Have no idea how to name the saint in feet, so I'll just be blunt: Saint Waltrude (French: Waudru, Dutch: Waldetrudis

Hello Sister Mary Martha. This is my first visit to your blog as I just discovered it. I read and enjoyed several of your blogs.

I have a prayer request. Val has struggled with cancer for several years. It started in her female parts, improved considerably with treatment and prayer.

Unfortunately, it moved on to other parts, appeared to clear up and is now in her lungs, abdomen, and so on. Val (and her family) are deeply spiritual. Val (and her family) has been for numerous times at our Lady of Walsingham shrine (Wisconsin). But I feel we need some extensive prayer warrior support. Please prayer continually for Val's healing.

Maureen said...

Your "preoccupation"with fish sandwiches may be a little along the lines of Captain Ahab and Moby Dick; or that of a friend of mine who obsessed about avoiding white- tailed-flesh-eating spiders, until , inevitably, he was bitten by one, and suffered accordingly.
Now that it is all out of your system, as it were, you can press on, liberated from the desire to eat another fish sandwich.
And, as I always tell everybody who has suffered from food poisoning, the rule of thumb is white food only, until fully recovered.

Significant Snail said...

Hello Sister, so glad to see you are back and I'm very sorry to hear you were sick.

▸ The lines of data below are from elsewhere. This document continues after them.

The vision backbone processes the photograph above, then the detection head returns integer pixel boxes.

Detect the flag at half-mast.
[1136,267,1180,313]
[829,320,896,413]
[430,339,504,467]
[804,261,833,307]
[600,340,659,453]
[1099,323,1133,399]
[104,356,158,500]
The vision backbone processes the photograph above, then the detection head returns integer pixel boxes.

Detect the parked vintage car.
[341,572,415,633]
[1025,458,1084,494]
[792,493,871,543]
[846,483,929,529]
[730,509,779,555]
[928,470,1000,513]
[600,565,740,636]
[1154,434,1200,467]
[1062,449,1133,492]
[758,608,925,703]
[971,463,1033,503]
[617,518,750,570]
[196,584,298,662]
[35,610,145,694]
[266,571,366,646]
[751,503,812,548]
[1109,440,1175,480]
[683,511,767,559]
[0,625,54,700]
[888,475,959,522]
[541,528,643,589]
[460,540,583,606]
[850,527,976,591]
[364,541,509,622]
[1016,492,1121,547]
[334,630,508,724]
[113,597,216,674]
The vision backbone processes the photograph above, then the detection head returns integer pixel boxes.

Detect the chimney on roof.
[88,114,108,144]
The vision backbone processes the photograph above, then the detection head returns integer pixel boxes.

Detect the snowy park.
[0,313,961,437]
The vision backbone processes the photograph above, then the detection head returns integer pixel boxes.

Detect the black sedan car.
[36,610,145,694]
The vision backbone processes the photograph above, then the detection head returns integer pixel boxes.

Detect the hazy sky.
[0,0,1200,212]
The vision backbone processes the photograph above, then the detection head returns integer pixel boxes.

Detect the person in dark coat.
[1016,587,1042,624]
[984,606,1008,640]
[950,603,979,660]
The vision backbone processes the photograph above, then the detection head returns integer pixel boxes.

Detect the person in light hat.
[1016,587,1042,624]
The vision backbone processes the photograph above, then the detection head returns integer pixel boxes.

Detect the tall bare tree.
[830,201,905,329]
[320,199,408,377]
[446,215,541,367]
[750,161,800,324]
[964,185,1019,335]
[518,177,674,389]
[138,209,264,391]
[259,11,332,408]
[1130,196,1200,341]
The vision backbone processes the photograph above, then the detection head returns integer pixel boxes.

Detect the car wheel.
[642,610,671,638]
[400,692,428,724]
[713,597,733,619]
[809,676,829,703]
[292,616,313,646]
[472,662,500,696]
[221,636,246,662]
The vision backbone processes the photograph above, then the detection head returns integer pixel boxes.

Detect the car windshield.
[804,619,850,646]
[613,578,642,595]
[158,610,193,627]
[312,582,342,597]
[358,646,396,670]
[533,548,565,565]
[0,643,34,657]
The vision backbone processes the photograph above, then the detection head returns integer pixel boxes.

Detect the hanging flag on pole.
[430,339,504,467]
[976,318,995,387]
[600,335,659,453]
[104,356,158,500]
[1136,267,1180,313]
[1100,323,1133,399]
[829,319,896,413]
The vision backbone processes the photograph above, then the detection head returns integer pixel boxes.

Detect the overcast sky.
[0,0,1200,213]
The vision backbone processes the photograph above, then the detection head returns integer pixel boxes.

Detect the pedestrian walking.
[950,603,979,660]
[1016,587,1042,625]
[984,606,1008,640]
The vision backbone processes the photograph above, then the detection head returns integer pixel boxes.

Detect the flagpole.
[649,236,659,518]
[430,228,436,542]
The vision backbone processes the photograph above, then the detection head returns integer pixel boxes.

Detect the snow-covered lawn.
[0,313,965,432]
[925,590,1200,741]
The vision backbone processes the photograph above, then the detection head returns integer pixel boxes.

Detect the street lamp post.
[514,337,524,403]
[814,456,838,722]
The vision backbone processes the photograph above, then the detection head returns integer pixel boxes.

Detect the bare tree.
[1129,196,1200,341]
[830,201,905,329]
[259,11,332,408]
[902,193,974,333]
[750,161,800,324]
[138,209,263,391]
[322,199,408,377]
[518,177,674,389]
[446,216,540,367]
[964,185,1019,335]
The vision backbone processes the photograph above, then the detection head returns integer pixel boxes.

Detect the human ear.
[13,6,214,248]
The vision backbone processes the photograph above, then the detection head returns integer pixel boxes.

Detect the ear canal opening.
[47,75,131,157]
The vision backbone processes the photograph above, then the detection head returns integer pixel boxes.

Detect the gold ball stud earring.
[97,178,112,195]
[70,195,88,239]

I have only just discovered your blog a few days ago and what a treat it is! I want to share it with all of my Catholic (and non-Catholic too) friends/family! No question for you at present but I'm sure that will change. Thank you for sharing your knowledge and humor with us (your readers)- I hope we get many more years of your sharing!

Anonymous said...

That just goes to show how tough nuns are.
:-D

B.A. said...

glad you're back sister. I was fussing on Easter, of course. My family and i got there half an hour early and were able to sit. We had 6 people stuffed into a row that could comfortably hold 5, but it's all good. The family sitting in front of us had 4 people sitting in their pew that could comfortably seat 5. Father came out a few minutes before Mass started, when people were lining the walls, and asked everyone to squeeze in. Dad in front of us stretched out his arms along the back of the pew, comfortably crossed his legs, and proceeded to not move his family of 4 at all to even let one person sit down. I was peeved. I continued peeved through the whole Mass, no matter how much I tried to concentrate on the fact that it was Easter. At least this family was thoughtful enough to give someone a seat when they left right after Communion. I kept telling myself that being able to sit at Easter service is a first world problem. Myself didn't seem to care.

Anonymous said...

So happy you feel better, Sister! Now for my question: Why is it that people genuflect after the priest, and not with the priest, at the stations of the cross? We genuflect together during the Angelus. We make the sign of the cross together all through the mass. I can't think of a single gesture (words, yes, but gestures, no) that we do separately. (Please, dear readers, do not volunteer that we gesture back and forth when the priest extends his arms and says, "The Lord be with you" and then people in the pew gesture back at him. We are not supposed to do that. Check your GIRM!) Anyway, the words, "We ADORE you, O Christ" are the words to which we should be genuflecting, correct? They are the words of adoration. Why would you genuflect while saying, "because by your cross..." ?? Hopefully, we can do a better job of it next year.